RSA Encryption

A Public-Key Cryptography Algorithm which uses Prime Factorization as the Trapdoor Function. Define

$$n\equiv pq$$ (1)

for $p$ and $q$ Primes. Also define a private key $d$ and a public key $e$ such that

$$de\equiv 1\ \left({{\rm mod\ } {\phi(n)}}\right)$$ (2)

$$(e,\phi(n))=1,$$ (3)

where $\phi(n)$ is the Totient Function.

Let the message be converted to a number $M$. The sender then makes $n$ and $e$ public and sends

$$E = M^e {\rm\ (mod\ } n).$$ (4)

To decode, the receiver (who knows $d$) computes

$$E^d \equiv (M^e)^d \equiv M^{ed} \equiv M^{N\phi(n)+1} \equiv M {\rm\ (mod\ } n),$$ (5)

since $N$ is an Integer. In order to crack the code, $d$ must be found. But this requires factorization of $n$ since

$$\phi(n)=(p-1)(q-1).$$ (6)

Both $p$ and $q$ should be picked so that $p\pm 1$ and $q\pm 1$ are divisible by large Primes, since otherwise the Pollard p-1 Factorization Method or Williams p+1 Factorization Method potentially factor $n$ easily. It is also desirable to have $\phi(\phi(pq))$ large and divisible by large Primes.

It is possible to break the cryptosystem by repeated encryption if a unit of $\Bbb{Z}/\phi(n)\Bbb{Z}$ has small Order (Simmons and Norris 1977, Meijer 1996), where $\Bbb{Z}/s\Bbb{Z}$ is the Ring of Integers between 0 and $s-1$ under addition and multiplication (mod $s$). Meijer (1996) shows that ``almost'' every encryption exponent $e$ is safe from breaking using repeated encryption for factors of the form

$$p = 2p_1+1$$ (7)

$$q = 2q_1+1,$$ (8)

where

$$p_1 = 2p_2+1$$ (9)

$$q_1 = 2q_2+1,$$ (10)

and $p$, $p_1$, $p_2$, $q$, $q_1$, and $q_2$ are all Primes. In this case,

$$\phi(n) = 4p_1q_1$$ (11)

$$\phi(\phi(n)) = 8p_2q_2.$$ (12)

Meijer (1996) also suggests that $p_2$ and $q_2$ should be of order 10⁷⁵.

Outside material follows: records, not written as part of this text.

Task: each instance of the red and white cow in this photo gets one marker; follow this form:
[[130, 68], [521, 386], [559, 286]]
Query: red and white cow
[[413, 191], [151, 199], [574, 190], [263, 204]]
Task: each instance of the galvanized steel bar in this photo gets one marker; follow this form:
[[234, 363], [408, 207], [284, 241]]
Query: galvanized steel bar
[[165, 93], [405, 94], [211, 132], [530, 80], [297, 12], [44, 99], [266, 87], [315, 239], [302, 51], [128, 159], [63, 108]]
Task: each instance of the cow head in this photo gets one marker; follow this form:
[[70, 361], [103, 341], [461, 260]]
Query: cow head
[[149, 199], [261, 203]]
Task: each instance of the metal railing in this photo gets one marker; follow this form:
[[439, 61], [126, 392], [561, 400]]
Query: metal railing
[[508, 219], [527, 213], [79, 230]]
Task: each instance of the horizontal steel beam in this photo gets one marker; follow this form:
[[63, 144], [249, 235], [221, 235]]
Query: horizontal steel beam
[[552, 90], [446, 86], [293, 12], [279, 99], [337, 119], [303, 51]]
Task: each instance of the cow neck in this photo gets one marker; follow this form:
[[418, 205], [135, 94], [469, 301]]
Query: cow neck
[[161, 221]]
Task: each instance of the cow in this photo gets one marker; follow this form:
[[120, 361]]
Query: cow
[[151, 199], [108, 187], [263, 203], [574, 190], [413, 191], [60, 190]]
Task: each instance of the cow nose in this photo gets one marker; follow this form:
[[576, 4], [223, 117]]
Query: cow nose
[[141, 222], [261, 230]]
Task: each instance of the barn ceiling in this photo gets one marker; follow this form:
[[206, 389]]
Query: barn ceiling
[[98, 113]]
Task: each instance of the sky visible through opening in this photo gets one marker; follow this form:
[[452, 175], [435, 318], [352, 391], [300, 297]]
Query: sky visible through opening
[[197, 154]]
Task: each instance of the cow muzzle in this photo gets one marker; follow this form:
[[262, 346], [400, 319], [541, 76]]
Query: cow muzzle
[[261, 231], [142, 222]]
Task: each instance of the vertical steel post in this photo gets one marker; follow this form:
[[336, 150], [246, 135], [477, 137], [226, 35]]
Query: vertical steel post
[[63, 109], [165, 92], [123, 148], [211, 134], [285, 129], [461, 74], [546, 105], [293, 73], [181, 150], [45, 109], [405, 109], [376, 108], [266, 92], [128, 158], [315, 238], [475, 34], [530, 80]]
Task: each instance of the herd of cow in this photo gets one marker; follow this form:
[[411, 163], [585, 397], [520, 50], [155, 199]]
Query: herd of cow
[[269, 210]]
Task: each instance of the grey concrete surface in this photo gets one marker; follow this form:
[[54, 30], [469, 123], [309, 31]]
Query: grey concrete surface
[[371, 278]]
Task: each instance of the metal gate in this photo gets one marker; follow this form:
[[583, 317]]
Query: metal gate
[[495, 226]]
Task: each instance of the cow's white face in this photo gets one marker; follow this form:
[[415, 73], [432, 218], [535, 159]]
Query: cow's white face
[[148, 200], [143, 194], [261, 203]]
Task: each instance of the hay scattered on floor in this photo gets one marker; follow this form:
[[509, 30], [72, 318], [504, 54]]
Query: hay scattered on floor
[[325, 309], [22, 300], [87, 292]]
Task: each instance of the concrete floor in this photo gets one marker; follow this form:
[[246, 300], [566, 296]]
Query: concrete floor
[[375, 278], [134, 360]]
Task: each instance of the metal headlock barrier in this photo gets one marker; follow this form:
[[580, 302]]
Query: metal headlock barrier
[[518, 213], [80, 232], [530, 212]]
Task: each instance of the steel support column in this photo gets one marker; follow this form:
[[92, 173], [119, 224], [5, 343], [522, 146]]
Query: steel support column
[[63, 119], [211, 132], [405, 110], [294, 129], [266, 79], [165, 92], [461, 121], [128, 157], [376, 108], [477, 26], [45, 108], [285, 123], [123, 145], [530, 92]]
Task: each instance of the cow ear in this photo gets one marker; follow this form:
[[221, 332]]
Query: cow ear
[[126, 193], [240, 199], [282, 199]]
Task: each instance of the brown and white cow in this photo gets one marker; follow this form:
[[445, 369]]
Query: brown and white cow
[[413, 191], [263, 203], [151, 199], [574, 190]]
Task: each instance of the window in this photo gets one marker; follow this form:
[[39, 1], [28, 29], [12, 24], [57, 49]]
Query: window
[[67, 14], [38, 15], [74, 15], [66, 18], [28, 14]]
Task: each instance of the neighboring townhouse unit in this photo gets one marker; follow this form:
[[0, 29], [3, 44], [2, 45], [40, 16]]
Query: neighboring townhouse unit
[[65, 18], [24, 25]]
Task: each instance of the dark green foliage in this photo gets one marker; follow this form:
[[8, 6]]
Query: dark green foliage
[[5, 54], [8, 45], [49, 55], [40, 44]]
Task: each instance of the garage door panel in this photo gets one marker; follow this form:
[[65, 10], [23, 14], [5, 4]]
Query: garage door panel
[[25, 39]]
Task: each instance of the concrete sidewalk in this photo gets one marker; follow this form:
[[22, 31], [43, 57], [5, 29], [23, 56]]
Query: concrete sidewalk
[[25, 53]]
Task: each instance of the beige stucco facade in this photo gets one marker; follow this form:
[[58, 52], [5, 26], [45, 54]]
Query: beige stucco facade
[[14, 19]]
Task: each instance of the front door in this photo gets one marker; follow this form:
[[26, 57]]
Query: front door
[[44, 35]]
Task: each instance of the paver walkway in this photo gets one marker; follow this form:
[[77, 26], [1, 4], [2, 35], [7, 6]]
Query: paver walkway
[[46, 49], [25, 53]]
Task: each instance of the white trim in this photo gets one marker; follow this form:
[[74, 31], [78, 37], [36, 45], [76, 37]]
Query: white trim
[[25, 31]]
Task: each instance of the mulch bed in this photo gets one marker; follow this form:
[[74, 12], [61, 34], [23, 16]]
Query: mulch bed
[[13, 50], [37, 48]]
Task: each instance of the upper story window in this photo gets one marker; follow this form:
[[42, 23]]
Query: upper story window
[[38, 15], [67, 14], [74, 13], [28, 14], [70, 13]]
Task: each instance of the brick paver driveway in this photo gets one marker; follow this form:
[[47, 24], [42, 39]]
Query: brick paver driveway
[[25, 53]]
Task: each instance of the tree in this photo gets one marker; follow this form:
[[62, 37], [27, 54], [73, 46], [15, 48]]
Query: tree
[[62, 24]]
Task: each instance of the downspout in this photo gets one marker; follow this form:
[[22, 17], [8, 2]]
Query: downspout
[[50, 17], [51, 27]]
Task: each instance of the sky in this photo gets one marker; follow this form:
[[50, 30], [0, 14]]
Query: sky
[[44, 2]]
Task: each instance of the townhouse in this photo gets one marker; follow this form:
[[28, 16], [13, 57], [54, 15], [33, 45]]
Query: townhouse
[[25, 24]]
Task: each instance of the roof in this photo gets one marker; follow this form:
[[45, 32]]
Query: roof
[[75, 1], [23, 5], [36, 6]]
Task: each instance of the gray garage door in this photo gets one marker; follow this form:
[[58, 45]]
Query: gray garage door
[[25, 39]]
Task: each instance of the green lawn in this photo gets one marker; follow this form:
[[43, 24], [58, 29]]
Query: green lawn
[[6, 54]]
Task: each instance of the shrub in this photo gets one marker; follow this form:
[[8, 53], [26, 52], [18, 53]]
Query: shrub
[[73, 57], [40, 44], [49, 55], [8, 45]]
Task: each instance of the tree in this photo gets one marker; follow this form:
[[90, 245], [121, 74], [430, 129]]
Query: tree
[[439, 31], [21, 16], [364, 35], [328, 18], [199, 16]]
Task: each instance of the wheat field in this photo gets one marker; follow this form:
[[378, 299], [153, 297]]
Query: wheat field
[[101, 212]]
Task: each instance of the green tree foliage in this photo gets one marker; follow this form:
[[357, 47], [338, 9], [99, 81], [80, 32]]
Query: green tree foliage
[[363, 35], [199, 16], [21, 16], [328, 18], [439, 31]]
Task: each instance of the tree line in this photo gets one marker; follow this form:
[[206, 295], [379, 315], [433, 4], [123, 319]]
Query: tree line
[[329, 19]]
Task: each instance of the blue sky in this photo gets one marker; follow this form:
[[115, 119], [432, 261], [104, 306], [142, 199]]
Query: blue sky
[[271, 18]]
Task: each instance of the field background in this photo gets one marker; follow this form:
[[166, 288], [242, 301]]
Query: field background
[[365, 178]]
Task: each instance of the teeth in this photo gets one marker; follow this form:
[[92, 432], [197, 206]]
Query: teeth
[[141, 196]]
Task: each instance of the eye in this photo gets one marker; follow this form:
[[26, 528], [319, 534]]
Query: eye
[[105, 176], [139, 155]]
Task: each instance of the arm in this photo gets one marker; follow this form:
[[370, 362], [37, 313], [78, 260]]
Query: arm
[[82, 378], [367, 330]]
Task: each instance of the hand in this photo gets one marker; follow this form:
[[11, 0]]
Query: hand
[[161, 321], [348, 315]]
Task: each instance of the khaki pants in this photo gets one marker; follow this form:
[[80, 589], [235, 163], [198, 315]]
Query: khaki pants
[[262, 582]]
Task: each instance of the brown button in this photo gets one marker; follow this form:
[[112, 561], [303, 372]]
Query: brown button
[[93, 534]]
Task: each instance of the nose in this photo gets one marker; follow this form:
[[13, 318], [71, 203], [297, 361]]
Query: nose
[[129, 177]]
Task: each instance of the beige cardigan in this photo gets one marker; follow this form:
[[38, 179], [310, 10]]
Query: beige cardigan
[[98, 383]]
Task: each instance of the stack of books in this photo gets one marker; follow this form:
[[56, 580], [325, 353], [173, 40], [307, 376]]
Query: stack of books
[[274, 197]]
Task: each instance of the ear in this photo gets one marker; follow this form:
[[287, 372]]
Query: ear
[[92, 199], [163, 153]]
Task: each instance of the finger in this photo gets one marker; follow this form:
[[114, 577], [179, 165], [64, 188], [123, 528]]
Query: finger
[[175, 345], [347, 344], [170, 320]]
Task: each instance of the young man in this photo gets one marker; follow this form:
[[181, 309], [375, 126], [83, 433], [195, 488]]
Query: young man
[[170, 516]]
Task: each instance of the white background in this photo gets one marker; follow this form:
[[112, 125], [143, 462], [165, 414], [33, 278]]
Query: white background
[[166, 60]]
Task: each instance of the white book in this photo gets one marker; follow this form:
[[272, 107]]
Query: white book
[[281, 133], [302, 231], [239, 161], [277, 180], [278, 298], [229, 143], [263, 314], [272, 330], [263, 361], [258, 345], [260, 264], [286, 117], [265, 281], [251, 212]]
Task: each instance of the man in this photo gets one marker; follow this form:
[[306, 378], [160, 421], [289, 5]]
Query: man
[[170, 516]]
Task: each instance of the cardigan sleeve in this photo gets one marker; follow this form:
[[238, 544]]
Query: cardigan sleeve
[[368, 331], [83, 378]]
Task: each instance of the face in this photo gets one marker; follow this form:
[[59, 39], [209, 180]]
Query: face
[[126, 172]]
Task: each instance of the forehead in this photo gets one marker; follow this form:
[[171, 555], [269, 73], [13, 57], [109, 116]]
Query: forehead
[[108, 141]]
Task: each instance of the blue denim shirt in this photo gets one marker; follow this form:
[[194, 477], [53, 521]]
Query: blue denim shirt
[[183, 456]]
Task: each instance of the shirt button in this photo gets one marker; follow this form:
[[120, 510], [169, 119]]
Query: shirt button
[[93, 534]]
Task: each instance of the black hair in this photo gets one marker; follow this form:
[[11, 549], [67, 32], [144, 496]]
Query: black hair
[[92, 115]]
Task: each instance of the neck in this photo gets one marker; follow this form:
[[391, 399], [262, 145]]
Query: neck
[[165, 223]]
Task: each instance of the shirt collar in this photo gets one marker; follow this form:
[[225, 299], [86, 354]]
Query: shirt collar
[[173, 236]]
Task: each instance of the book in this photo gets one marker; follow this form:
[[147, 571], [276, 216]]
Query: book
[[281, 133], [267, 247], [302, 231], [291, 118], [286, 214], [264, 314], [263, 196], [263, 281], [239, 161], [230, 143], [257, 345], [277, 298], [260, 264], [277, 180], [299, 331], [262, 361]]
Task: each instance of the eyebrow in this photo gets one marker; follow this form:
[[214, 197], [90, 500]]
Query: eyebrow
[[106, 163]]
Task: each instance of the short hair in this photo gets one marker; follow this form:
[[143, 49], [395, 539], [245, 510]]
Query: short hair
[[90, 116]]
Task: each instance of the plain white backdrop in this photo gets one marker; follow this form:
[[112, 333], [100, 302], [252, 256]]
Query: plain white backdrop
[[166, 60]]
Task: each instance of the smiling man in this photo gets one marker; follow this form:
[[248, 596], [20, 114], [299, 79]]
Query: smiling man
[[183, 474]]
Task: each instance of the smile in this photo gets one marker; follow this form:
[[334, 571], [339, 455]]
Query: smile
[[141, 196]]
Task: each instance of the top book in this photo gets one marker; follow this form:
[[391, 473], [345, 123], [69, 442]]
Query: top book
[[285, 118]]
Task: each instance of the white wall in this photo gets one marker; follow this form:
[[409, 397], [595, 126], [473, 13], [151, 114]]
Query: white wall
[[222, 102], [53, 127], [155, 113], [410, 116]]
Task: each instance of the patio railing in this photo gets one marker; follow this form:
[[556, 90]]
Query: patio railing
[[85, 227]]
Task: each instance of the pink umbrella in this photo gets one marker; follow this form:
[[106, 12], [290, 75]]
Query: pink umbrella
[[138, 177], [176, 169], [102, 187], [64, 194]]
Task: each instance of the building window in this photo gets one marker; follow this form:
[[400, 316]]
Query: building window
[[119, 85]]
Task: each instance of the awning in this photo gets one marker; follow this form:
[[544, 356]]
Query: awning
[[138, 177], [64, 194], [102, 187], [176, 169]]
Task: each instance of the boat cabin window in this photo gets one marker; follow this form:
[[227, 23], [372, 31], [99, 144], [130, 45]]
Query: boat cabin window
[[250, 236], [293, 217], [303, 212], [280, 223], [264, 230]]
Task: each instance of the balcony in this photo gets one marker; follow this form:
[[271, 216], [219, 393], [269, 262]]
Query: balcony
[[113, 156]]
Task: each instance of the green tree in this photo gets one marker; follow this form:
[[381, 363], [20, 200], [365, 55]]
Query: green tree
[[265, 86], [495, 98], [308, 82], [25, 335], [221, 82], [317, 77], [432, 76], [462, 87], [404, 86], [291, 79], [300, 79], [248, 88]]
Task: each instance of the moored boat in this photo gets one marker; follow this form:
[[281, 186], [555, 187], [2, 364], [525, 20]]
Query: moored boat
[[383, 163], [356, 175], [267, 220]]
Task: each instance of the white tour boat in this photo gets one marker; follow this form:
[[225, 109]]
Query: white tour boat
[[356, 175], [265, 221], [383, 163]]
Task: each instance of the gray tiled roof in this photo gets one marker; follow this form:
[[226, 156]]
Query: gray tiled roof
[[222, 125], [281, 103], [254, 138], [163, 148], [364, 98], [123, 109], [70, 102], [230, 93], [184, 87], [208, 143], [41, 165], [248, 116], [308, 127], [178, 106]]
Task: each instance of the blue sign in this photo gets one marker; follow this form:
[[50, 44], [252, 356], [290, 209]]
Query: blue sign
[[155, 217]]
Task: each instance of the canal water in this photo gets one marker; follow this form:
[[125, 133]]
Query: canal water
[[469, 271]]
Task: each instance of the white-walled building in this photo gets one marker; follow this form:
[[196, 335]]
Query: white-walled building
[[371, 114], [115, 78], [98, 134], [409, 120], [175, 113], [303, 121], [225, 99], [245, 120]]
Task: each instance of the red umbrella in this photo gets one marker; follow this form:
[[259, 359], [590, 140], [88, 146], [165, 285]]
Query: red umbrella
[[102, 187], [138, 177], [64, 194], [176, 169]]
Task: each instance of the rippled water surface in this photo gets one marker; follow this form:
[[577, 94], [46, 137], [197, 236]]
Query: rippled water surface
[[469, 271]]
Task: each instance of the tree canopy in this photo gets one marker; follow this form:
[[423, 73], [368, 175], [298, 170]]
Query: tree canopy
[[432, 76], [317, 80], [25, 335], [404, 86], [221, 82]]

Using the RSA system, the identity of the sender can be identified as genuine without revealing his private code.

See also Public-Key Cryptography

References

Honsberger, R. Mathematical Gems III. Washington, DC: Math. Assoc. Amer., pp. 166-173, 1985.

Meijer, A. R. ``Groups, Factoring, and Cryptography.'' Math. Mag. 69, 103-109, 1996.

Rivest, R. L. ``Remarks on a Proposed Cryptanalytic Attack on the MIT Public-Key Cryptosystem.'' Cryptologia 2, 62-65, 1978.

Rivest, R.; Shamir, A.; and Adleman, L. ``A Method for Obtaining Digital Signatures and Public Key Cryptosystems.'' Comm. ACM 21, 120-126, 1978.

RSA Data Security. ${}^{\scriptstyle\circledRsymbol}$ A Security Dynamics Company. http://www.rsa.com.

Simmons, G. J. and Norris, M. J. ``Preliminary Comments on the MIT Public-Key Cryptosystem.'' Cryptologia 1, 406-414, 1977.